Fresno State AAPIDA community showcase different cultures in networking event
Asian and Asian Pacific Islander Desi American (AAPIDA) partnered with the Cross-Cultural and Gender Center (CCGC) for its fall networking at Fresno State Library’s Ellipse Gallery on Nov. 10. (Manuel Hernandez/The Collegian)
Asian and Asian Pacific Islander Desi American (AAPIDA) faculty, staff and students were given a dedicated space to network and build new relationships at Fresno State Library’s Ellipse Gallery on Nov. 10.
From deep conversations about different AAPIDA cultures to laughter filling up the room during gift giveaways, everyone seemed to enjoy the networking event and embracing the cultures many don’t get to see at Fresno State.
“This event was actually very eye opening and interesting. I honestly didn’t expect to get the insight that I got, especially speaking with the different faculty,” said Sheena Palaruan, a Fresno State student who attended the event. “I didn’t even know there were different kinds of Asian faculty on campus, so it was pretty cool to see everyone here.”
Each semester, the Asian Faculty and Students Association (AFSA) hosts its networking event, but after a pause due to COVID-19, the event returned in-person in collaboration with the Cross-Cultural and Gender Center (CCGC).
AFSA’s fall networking event split students into multiple tables where different faculty and staff were sitting to discuss a variety of “”speed-dating questions,” according to the event handouts, before switching to another table after 20 minutes.
Kathy Moua, CCGC’s coordinator for Asian Pacific Islander and American Indian Programs and Services, organized the event.
“The importance of this event, especially after the pandemic, is to feature and showcase our Asian faculty, staff and students because our university is an AANAPISI [Asian American and Native American Pacific Islander serving institution], but how many Asian students do you actually know?” Moua said.
The event offered Cambodian food like Lort Cha, a rice pin noodle dish, and Cha Kreung Satch Moan, a chicken stir-fry. Fresno State professor and AFSA vice president Earl Aguilera also showcased Filipino martial art sticks, also known as Escrima Sticks, that were used after the Spanish colonization of the country.
Palaruan said she connected with faculty like Aguilera, who is Filipino, because she thought there were only Filipino students at Fresno State.
“It’s very awesome. I felt a sense of belonging, especially when he pulled out the [Escrima] sticks. That’s actually super cool. I didn’t know that was a part of our culture, and I’m from the Philippines,” she said.
Aguilera sat at a table alongside Gaonoucci Belle Vang, who works for Fresno State’s AANAPISI Initiative as the Student Success project coordinator, and Cassandra Hanlin, who works with the Title IX Office.
Vang is also an AFSA board member, but she said she came because she wanted to meet the students. Being from the Hmong community, Vang talked to students about balancing the pride of her Hmong identity while also combatting traditional ideals for women.
She answered several students’ questions about how to overcome obstacles that come with being an Asian woman in the work environment. Vang understood what these students are going through because she was a student not that long ago, graduating from the Media, Communications and Journalism (MCJ) department in 2020.
“The cultural component was really enlightening. I feel like there’s not a lot of spaces like this offered on campus,” she said.
Hanlin, who goes by they/them pronouns, said the Title IX offices are trying to reach out and network more with students. They also said they learned a lot from the networking event.

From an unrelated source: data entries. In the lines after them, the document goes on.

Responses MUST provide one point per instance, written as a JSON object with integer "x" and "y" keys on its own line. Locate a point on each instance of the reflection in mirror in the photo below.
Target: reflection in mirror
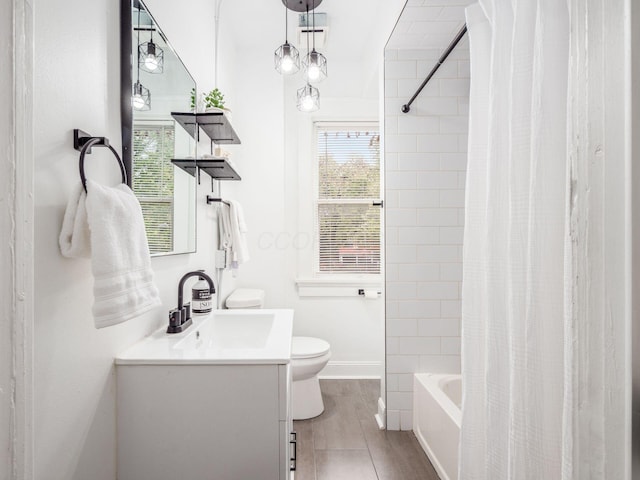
{"x": 158, "y": 83}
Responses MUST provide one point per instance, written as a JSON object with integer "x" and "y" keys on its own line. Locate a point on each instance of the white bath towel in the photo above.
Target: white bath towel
{"x": 239, "y": 248}
{"x": 232, "y": 228}
{"x": 107, "y": 225}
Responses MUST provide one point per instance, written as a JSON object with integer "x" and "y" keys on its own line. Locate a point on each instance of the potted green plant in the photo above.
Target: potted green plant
{"x": 214, "y": 101}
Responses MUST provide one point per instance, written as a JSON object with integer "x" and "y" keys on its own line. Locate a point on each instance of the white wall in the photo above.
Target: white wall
{"x": 352, "y": 325}
{"x": 77, "y": 85}
{"x": 425, "y": 153}
{"x": 272, "y": 161}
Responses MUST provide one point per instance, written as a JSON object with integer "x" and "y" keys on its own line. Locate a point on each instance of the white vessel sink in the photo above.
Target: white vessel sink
{"x": 224, "y": 337}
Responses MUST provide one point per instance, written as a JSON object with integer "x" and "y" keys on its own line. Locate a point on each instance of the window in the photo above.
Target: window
{"x": 153, "y": 149}
{"x": 348, "y": 206}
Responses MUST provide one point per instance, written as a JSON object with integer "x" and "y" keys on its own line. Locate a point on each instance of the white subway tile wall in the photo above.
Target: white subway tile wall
{"x": 425, "y": 171}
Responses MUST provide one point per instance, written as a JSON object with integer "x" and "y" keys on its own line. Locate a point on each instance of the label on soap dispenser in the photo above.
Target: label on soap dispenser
{"x": 201, "y": 302}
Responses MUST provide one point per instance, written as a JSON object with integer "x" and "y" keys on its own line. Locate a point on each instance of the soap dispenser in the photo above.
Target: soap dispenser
{"x": 202, "y": 299}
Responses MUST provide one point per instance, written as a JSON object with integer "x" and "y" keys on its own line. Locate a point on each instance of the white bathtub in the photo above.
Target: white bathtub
{"x": 436, "y": 419}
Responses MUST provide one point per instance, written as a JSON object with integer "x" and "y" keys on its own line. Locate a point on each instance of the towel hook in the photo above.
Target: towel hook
{"x": 83, "y": 141}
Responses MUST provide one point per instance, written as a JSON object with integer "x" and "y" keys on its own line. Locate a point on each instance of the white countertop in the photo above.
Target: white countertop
{"x": 225, "y": 337}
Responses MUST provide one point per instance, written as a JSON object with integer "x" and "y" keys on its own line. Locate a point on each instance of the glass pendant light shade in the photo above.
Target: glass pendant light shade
{"x": 141, "y": 99}
{"x": 287, "y": 59}
{"x": 308, "y": 98}
{"x": 150, "y": 57}
{"x": 314, "y": 66}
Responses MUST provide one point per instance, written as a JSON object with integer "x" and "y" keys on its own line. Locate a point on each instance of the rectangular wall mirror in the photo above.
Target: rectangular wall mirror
{"x": 154, "y": 83}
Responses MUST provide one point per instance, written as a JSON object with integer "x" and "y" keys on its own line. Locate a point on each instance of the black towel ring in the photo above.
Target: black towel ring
{"x": 86, "y": 148}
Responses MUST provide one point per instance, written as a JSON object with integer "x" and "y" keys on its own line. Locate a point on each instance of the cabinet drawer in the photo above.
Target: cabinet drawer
{"x": 284, "y": 391}
{"x": 288, "y": 451}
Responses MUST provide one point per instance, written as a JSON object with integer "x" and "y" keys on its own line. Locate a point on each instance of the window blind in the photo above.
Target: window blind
{"x": 153, "y": 183}
{"x": 348, "y": 224}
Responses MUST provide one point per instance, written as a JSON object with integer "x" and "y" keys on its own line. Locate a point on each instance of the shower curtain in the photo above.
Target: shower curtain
{"x": 513, "y": 294}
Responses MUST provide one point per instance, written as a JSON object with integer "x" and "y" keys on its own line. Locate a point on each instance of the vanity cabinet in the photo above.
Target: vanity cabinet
{"x": 204, "y": 422}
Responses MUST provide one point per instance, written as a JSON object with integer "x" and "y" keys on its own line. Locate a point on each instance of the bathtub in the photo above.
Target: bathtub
{"x": 436, "y": 419}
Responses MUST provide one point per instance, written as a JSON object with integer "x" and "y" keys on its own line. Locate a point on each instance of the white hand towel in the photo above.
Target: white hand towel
{"x": 123, "y": 280}
{"x": 238, "y": 230}
{"x": 74, "y": 236}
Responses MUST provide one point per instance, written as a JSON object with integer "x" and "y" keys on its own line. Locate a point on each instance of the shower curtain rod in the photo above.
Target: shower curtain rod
{"x": 407, "y": 106}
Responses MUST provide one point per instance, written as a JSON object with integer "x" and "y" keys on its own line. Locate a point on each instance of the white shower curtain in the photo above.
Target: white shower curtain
{"x": 513, "y": 280}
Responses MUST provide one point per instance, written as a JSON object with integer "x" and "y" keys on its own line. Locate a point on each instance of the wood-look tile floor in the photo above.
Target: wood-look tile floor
{"x": 344, "y": 443}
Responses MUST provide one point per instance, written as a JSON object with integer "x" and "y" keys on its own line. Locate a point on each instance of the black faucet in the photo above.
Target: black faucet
{"x": 180, "y": 318}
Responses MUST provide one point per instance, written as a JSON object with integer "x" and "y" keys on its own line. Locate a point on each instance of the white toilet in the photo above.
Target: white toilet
{"x": 309, "y": 355}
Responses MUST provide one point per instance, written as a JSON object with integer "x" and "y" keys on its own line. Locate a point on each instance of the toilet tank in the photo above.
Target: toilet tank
{"x": 245, "y": 298}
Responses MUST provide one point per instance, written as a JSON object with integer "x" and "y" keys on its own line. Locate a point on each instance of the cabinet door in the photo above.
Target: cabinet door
{"x": 288, "y": 451}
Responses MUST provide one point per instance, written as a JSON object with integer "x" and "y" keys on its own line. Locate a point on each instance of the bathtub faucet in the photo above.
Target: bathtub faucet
{"x": 180, "y": 318}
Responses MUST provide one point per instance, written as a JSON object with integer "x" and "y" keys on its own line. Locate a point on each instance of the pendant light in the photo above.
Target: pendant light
{"x": 308, "y": 96}
{"x": 286, "y": 56}
{"x": 150, "y": 56}
{"x": 141, "y": 99}
{"x": 314, "y": 64}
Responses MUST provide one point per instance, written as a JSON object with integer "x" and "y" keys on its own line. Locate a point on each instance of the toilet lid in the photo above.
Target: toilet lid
{"x": 308, "y": 347}
{"x": 245, "y": 298}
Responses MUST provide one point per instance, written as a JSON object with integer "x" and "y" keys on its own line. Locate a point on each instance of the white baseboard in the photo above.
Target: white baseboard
{"x": 381, "y": 416}
{"x": 351, "y": 370}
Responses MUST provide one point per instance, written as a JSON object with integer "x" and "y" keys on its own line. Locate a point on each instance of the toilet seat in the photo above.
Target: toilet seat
{"x": 308, "y": 347}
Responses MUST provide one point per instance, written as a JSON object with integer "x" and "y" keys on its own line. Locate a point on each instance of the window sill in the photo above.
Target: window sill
{"x": 338, "y": 287}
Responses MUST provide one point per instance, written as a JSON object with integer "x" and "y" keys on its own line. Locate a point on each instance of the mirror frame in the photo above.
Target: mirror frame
{"x": 127, "y": 64}
{"x": 126, "y": 78}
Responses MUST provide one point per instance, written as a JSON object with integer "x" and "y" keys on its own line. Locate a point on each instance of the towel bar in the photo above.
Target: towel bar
{"x": 211, "y": 200}
{"x": 83, "y": 142}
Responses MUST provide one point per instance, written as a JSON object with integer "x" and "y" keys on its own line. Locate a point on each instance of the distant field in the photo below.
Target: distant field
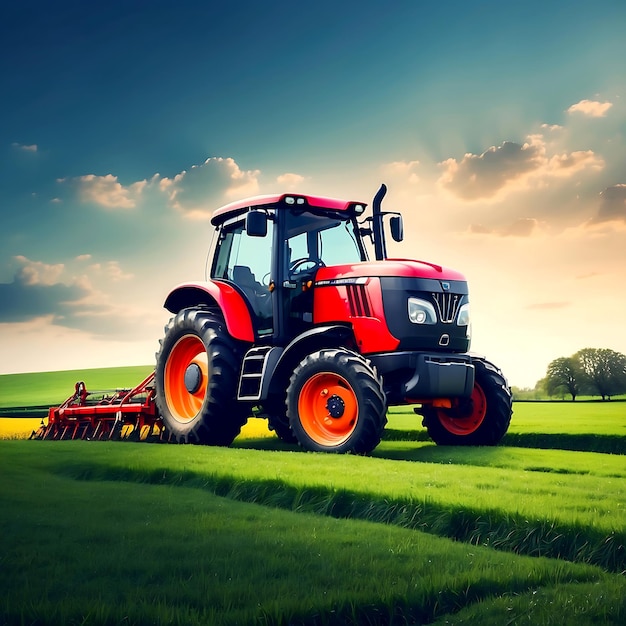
{"x": 49, "y": 388}
{"x": 530, "y": 531}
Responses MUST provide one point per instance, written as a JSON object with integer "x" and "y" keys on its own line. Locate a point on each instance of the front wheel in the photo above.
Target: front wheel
{"x": 482, "y": 419}
{"x": 196, "y": 380}
{"x": 336, "y": 403}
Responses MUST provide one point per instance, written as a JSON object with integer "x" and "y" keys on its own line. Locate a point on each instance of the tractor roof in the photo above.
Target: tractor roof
{"x": 286, "y": 200}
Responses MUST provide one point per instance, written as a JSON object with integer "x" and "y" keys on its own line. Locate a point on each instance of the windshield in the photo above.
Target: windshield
{"x": 321, "y": 238}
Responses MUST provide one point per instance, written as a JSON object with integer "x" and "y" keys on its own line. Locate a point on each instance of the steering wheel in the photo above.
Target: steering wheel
{"x": 297, "y": 266}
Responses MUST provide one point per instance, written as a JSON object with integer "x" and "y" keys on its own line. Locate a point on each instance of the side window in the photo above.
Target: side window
{"x": 246, "y": 261}
{"x": 236, "y": 249}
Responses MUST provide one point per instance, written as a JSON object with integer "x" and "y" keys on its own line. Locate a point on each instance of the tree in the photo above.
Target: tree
{"x": 564, "y": 375}
{"x": 604, "y": 370}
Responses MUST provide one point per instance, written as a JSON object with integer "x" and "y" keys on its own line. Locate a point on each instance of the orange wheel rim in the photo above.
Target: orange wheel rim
{"x": 183, "y": 402}
{"x": 466, "y": 423}
{"x": 328, "y": 409}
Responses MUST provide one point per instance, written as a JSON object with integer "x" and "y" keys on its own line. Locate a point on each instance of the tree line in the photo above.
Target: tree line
{"x": 591, "y": 371}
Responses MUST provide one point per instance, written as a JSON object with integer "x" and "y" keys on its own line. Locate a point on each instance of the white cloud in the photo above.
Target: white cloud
{"x": 403, "y": 170}
{"x": 38, "y": 273}
{"x": 25, "y": 148}
{"x": 112, "y": 269}
{"x": 197, "y": 192}
{"x": 612, "y": 205}
{"x": 590, "y": 108}
{"x": 290, "y": 181}
{"x": 108, "y": 192}
{"x": 500, "y": 170}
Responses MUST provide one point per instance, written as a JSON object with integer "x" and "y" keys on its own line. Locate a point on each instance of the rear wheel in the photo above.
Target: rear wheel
{"x": 196, "y": 380}
{"x": 481, "y": 420}
{"x": 336, "y": 403}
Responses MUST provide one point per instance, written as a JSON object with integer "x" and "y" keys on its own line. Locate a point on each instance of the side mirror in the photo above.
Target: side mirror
{"x": 256, "y": 224}
{"x": 397, "y": 227}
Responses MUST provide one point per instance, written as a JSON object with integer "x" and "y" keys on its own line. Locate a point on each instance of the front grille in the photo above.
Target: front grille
{"x": 447, "y": 305}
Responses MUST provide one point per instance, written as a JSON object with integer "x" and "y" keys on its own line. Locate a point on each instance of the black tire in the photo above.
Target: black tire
{"x": 481, "y": 420}
{"x": 336, "y": 403}
{"x": 196, "y": 380}
{"x": 277, "y": 420}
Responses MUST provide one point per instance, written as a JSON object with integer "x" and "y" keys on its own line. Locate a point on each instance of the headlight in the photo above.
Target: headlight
{"x": 421, "y": 312}
{"x": 463, "y": 317}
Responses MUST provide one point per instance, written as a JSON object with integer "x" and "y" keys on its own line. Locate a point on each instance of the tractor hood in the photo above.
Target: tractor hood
{"x": 399, "y": 268}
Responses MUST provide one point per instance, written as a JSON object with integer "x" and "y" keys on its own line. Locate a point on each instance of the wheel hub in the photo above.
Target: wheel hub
{"x": 193, "y": 377}
{"x": 335, "y": 406}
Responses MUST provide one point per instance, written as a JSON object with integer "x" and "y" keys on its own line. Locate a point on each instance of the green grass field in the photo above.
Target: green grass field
{"x": 50, "y": 388}
{"x": 262, "y": 533}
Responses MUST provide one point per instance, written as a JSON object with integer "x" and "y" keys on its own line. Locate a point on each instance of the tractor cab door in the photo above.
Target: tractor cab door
{"x": 245, "y": 261}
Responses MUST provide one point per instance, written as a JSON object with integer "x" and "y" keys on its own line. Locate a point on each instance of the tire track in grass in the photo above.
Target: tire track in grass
{"x": 482, "y": 527}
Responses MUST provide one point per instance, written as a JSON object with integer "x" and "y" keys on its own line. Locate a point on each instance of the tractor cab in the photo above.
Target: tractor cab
{"x": 272, "y": 251}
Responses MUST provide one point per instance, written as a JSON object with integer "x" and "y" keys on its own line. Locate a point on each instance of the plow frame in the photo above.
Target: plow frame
{"x": 119, "y": 414}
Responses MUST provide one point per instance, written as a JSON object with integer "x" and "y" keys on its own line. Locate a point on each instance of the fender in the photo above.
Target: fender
{"x": 328, "y": 336}
{"x": 215, "y": 293}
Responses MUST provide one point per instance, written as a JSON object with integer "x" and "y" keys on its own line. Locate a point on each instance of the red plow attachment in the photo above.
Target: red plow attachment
{"x": 119, "y": 414}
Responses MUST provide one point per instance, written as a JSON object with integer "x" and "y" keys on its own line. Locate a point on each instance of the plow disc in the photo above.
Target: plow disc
{"x": 119, "y": 414}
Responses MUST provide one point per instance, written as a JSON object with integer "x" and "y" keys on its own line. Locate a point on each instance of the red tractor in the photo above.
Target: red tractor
{"x": 296, "y": 323}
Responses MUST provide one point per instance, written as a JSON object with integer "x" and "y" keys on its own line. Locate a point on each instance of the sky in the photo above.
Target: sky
{"x": 499, "y": 129}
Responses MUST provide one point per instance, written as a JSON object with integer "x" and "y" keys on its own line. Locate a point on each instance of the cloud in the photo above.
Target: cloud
{"x": 111, "y": 269}
{"x": 107, "y": 191}
{"x": 547, "y": 306}
{"x": 612, "y": 204}
{"x": 38, "y": 273}
{"x": 196, "y": 191}
{"x": 404, "y": 170}
{"x": 40, "y": 291}
{"x": 522, "y": 227}
{"x": 591, "y": 108}
{"x": 511, "y": 166}
{"x": 36, "y": 292}
{"x": 290, "y": 181}
{"x": 25, "y": 148}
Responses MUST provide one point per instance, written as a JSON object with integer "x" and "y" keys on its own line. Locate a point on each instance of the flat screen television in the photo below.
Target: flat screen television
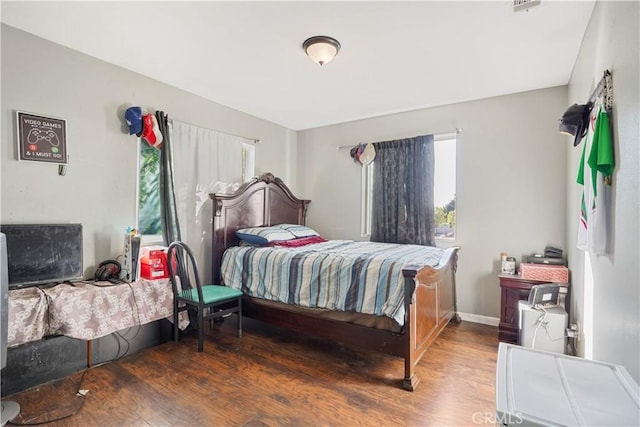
{"x": 43, "y": 253}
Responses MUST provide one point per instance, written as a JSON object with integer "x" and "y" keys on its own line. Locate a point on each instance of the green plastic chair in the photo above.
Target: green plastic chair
{"x": 208, "y": 301}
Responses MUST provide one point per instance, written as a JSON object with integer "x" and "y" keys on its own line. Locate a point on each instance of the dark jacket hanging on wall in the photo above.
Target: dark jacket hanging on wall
{"x": 403, "y": 207}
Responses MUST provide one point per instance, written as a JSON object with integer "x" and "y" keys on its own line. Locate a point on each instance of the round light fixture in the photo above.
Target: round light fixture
{"x": 321, "y": 49}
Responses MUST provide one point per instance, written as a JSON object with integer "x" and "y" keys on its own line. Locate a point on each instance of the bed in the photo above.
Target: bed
{"x": 428, "y": 294}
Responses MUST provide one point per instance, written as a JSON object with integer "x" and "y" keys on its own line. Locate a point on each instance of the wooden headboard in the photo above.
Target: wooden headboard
{"x": 263, "y": 201}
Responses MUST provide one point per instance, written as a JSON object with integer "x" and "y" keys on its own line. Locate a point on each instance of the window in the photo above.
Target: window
{"x": 444, "y": 192}
{"x": 149, "y": 223}
{"x": 148, "y": 197}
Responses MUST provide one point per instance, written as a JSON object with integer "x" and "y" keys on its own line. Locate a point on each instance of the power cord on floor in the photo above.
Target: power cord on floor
{"x": 80, "y": 392}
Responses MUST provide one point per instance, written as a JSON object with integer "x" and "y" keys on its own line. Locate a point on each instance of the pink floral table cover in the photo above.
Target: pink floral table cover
{"x": 86, "y": 311}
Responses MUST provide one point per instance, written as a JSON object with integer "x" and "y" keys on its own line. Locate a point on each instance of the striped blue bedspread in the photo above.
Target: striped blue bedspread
{"x": 343, "y": 275}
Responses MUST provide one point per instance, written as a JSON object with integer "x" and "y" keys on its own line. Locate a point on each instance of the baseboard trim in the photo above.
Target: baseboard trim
{"x": 476, "y": 318}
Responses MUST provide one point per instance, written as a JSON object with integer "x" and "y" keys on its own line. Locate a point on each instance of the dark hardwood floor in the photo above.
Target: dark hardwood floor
{"x": 272, "y": 377}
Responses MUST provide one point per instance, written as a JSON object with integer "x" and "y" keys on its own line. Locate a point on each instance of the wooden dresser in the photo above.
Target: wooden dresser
{"x": 514, "y": 288}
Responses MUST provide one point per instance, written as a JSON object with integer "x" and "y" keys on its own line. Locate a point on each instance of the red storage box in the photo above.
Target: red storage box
{"x": 153, "y": 264}
{"x": 544, "y": 273}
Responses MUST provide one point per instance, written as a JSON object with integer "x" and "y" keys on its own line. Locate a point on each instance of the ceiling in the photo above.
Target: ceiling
{"x": 396, "y": 56}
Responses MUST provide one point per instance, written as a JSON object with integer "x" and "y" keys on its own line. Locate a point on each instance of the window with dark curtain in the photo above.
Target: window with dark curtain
{"x": 403, "y": 207}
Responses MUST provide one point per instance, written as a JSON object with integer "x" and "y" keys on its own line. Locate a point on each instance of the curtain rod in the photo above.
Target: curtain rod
{"x": 255, "y": 140}
{"x": 456, "y": 131}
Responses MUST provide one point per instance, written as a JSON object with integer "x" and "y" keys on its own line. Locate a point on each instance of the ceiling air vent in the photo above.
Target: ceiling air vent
{"x": 520, "y": 5}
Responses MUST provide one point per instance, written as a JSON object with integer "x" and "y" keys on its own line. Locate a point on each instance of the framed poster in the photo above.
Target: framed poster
{"x": 41, "y": 138}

“I think one of the biggest takeaways from today is the overlap of female-presenting women in the workforce, especially from Asian [and] minority cultures, [that] that advocacy is so necessary. Learning those skills doesn’t happen alone… So passing down those skills is going to build a better future for our students,” they said.
Dayeon Moon, who also goes by Luna, is the student coordinator for CCGC’s Asian Pacific Islander Programs and Services. She said it was a great experience because it’s hard to create connections with Asian faculty and staff members when it’s a sparse community on campus.
“I’m an international transfer student, and I feel like sometimes I’m alone and apart from every other student. I feel like I can go ahead and have some bonds with other people and other Asian students. That emotional support is the thing I got from this event,” Luna said.
She first enrolled as an American English Institute student, learning English at Fresno State, but now, she is a full-time sophomore student majoring in biology.
Originally from Seoul, the capital of South Korea, Luna said she’s proud to see Asian representation and hopes events like these will lead to increased representation of Korean culture at Fresno State, which she said she doesn’t see a lot of.
“Students teach you so much, so you put it in the back of your mind and think, ‘How am I going to serve my students knowing this information?’” Moua said. “I hope that when students feel heard from us, they know we have their backs.”
For students who missed the networking event, AFSA and CCGC plan to host another in the upcoming spring semester. More information can be found in the AFSA and CCGC websites.